According to the indictment, the scheme began in 2002 when TBW began to experience cashflow problems, and relates to the misappropriation of funds from two institutions.
"Farkas and his co-conspirators allegedly engaged in a scheme to misappropriate more than $400m from Colonial Bank's Mortgage Warehouse Lending Division in Orlando, Florida, and approximately $1.5bn from Ocala Funding, a mortgage lending facility controlled by TBW," the indictment said.
"According to the government motion seeking Farkas's detention, the fraud scheme contributed to the failures of Colonial Bank and TBW."
It was also alleged that a "series of false press releases" were put out to suggest that TBW had invested in Colonial, which caused Colonial to misrepresent that it had satisfied a requirement to qualify for money from Tarp, the US's taxpayer-funded bail-out plan for banks.

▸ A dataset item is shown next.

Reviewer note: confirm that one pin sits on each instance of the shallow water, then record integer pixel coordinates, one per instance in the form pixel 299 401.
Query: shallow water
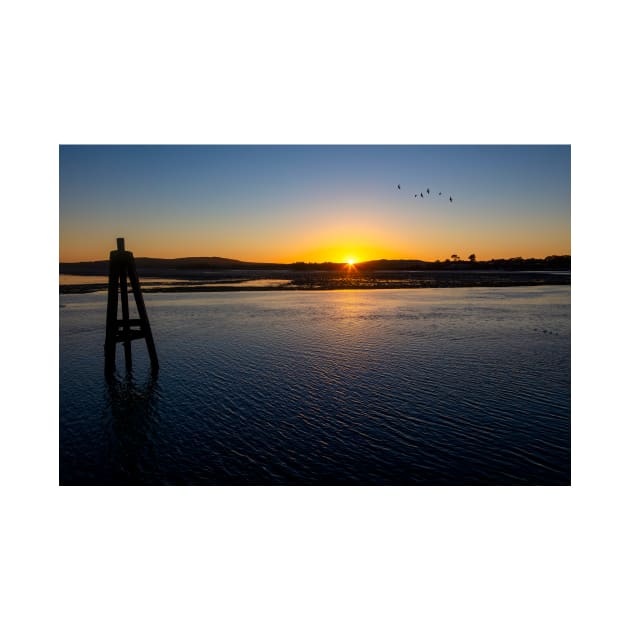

"The indictment further alleges that Farkas and his co-conspirators committed wire and securities fraud in connection with their attempt to convince the United States government to provide Colonial Bank with approximately $553m in TARP funds."
However, no Tarp funds were ever obtained.
Mr Farkas was arrested on Tuesday night as he left a gym he owns.
It is believed that the co-conspirators are made up of "some at TBW and some at Colonial".
The charges were announced by members of the Financial Fraud Enforcement Task Force.
Assistant attorney general Lanny A. Breuer, for the criminal division at the Department of Justice, said court documents allege that Mr Farkas and others participated in a "massive" fraud, that was "truly stunning in its scale and complexity".
Neil Barofsky, the special inspector general for Tarp, added: "Today's indictment describes an unprecedented scheme by executives at two large financial institutions to steal more than $550m from the American taxpayer. Due to the efforts of SIGTARP agents, our law enforcement partners, and the SEC, this scheme was stopped dead in its tracks [and] taxpayers were protected."
Officials estimate that Mr Farkas personally gained "at least $20m" from these activities but "it's ongoing".
Members of the task force also included officials from the Federal Bureau of Investigation (FBI) and the financial watchdog the Securities and Exchange Commission (SEC).